While Cluster Analysis finds cluster using distance measure such as Euclidean distance between two objects, Latent Analysis attempts to use a model to describe the distribution of our dataset and assesses the probability of each object belonging to certain group. It is a more Top-down approach as compared to Cluster Analysis. In addition, Latent Analysis also captures more uncertainties in the process of classifying the posts as it does not categorize each posts by group but rather, gives us probabilities of each post belonging to each groups.

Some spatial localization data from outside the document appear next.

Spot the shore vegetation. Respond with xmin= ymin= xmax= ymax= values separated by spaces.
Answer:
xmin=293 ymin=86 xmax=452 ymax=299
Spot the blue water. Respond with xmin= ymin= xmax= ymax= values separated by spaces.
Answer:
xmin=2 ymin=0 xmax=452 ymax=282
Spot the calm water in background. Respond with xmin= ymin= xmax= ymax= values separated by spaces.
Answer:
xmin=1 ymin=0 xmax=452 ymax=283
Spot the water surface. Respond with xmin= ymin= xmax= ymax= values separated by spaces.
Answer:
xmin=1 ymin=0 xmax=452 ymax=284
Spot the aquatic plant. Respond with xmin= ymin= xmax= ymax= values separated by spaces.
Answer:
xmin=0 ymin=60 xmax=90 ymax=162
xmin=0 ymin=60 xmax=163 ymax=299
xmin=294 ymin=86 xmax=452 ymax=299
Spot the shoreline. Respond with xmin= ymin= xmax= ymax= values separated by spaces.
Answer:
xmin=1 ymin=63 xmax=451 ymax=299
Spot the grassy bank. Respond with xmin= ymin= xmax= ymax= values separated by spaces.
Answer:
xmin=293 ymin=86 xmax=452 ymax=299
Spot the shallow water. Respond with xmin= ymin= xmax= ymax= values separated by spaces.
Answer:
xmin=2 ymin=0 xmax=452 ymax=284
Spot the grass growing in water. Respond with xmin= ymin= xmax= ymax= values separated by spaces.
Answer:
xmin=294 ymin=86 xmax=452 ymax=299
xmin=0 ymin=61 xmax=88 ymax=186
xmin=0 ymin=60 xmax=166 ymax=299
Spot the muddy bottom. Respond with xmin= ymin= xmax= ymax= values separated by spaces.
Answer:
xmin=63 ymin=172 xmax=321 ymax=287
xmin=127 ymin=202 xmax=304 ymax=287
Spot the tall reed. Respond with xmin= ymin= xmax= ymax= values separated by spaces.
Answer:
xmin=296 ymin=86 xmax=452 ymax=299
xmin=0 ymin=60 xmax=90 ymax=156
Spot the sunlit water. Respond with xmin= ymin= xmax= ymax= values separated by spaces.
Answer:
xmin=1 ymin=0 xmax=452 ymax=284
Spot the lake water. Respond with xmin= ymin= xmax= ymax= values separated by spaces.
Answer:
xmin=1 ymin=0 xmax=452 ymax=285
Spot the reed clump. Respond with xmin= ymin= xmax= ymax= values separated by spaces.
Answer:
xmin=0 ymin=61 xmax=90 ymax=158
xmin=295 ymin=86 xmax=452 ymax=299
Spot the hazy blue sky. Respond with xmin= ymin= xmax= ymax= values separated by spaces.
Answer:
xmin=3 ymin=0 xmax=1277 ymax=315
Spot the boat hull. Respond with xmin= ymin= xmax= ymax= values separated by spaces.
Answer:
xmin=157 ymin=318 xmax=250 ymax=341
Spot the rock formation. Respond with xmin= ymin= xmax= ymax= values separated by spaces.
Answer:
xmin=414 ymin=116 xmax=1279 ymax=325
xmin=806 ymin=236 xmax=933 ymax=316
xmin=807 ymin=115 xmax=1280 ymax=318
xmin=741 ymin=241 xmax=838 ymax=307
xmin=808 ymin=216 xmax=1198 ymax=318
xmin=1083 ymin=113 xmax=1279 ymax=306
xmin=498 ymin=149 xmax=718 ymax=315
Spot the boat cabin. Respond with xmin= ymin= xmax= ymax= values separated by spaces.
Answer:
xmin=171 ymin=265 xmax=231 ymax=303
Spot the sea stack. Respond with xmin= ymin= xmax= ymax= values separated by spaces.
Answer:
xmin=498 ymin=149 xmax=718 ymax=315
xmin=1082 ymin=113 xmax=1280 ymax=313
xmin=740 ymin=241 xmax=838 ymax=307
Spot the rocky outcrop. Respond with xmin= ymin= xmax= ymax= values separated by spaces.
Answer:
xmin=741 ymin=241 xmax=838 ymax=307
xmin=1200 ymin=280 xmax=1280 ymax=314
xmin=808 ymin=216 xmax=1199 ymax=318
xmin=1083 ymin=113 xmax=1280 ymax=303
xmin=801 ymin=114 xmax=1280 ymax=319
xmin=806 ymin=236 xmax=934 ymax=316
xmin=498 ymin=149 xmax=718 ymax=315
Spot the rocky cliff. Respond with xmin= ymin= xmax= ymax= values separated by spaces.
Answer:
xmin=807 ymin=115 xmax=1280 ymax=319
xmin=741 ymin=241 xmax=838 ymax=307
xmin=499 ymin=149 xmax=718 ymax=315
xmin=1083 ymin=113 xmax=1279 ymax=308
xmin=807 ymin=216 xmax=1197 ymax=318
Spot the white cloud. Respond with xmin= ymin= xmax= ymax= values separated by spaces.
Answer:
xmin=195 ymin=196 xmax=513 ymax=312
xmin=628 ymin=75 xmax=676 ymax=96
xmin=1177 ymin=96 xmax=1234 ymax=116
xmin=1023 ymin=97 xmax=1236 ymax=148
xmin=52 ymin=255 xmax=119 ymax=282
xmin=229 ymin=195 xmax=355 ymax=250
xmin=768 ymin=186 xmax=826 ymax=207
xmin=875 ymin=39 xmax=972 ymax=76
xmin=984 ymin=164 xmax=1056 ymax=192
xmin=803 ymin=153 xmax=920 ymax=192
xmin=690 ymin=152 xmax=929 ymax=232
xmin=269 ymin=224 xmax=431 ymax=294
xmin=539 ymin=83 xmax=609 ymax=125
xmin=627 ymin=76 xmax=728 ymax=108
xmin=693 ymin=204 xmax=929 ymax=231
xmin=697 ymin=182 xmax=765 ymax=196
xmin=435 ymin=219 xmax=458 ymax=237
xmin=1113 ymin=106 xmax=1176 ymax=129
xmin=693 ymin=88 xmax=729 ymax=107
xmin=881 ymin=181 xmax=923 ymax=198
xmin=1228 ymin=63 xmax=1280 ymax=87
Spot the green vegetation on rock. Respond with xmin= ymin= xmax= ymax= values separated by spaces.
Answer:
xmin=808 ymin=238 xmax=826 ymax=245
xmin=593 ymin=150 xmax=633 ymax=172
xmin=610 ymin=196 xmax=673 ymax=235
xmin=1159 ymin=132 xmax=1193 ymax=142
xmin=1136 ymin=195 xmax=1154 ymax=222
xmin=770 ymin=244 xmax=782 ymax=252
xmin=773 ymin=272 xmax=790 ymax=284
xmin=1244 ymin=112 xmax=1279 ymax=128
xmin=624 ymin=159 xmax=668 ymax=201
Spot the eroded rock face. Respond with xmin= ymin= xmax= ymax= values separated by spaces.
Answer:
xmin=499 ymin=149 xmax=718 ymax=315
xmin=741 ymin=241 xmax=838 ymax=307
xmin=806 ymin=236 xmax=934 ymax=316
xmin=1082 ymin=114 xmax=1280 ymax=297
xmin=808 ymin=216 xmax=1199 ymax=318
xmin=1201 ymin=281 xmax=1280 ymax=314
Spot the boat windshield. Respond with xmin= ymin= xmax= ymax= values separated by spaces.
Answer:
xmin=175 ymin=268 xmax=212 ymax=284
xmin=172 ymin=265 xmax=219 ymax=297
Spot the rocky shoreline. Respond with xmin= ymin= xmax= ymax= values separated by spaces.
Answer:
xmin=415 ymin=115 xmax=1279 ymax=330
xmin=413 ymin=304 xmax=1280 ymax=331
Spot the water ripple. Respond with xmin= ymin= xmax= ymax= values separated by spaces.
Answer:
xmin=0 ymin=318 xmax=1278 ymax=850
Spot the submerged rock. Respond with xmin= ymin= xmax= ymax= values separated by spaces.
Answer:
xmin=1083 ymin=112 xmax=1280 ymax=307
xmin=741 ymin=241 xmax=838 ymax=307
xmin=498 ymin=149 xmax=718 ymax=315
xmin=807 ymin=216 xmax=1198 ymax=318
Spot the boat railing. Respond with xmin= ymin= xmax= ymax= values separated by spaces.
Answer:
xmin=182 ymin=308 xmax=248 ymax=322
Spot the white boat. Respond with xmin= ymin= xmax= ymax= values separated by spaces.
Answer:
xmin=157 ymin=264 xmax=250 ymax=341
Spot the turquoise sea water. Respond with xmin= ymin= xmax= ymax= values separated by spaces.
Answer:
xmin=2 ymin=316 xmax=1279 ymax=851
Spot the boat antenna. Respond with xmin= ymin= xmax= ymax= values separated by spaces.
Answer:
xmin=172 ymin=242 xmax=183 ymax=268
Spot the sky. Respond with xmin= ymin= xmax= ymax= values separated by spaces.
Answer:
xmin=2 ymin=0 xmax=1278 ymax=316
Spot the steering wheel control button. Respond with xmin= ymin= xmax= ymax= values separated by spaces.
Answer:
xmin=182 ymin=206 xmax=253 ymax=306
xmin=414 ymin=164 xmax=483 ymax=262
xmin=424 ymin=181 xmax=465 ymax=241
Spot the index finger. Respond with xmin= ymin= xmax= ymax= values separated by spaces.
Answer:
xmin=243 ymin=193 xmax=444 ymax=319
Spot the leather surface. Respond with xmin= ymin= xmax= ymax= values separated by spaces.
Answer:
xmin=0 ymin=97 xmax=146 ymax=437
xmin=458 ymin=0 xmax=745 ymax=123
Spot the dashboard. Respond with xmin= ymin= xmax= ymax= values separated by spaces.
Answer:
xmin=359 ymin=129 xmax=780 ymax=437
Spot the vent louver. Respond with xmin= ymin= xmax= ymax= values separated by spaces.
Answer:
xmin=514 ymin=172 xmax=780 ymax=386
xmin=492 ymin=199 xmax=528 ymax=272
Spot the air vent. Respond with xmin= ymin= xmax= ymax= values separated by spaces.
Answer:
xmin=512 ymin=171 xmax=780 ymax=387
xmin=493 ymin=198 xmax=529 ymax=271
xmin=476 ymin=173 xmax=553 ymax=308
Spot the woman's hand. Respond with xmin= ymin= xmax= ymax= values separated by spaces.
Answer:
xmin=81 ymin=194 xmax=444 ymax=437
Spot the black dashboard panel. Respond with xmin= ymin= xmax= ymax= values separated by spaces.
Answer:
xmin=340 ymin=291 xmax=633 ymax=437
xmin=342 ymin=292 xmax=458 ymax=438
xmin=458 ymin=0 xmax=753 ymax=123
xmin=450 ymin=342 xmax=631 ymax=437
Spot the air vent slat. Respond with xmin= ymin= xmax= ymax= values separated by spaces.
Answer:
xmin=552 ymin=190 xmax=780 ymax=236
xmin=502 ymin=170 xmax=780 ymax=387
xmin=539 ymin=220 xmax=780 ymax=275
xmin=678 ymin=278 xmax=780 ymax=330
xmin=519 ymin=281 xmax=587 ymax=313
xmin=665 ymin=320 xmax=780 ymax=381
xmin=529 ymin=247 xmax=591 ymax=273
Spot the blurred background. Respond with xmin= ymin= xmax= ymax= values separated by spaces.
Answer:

For the different datasets, our team will firstly examine the types of variables that will be useful in classifying the particular dataset. Then, we will attempt to classify the dataset objects using either Cluster Analysis or Latent Analysis for each of the datasets. By obtaining the different clusters through these two classification models, our team will be able to assist SGAG in reviewing the performance of the different type of posts and improving the quality of their posts

Revised Work Scope

The original work scope includes analysis of SGAG’s digital media performance on Facebook and Twitter. There are 3 different levels of analysis on SGAG’s Facebook insights, namely: Page, Posts and Video. In addition, to better understand the performance on Twitter, crawling of tweets and retweets from SGAG’s Twitter followers are needed to perform sentiment analysis. However, given the amount of data and variables that we have to analyse on Facebook and the time constraint, Prof. Kam suggested our team to focus on analysing SGAG’s content performance on Facebook.

Following shows the breakdown of our work scope as of interim:

ANLY482 Group1 Work Scope.png

Revised Work Plan

Following is our revised work plan as of interim:

ANLY482 Group1 Gantt Chart.png

Firstly, sentiment analysis has been removed from our plan due to the amount of data and time we have. In addition, Principal Component Analysis and Latent Analysis have been added to our work plan to provide better analysis of the datasets. In the following 5-6 weeks, we will attempt to build our classification model, as well as, generate insight and recommendations for SGAG and finalize our project.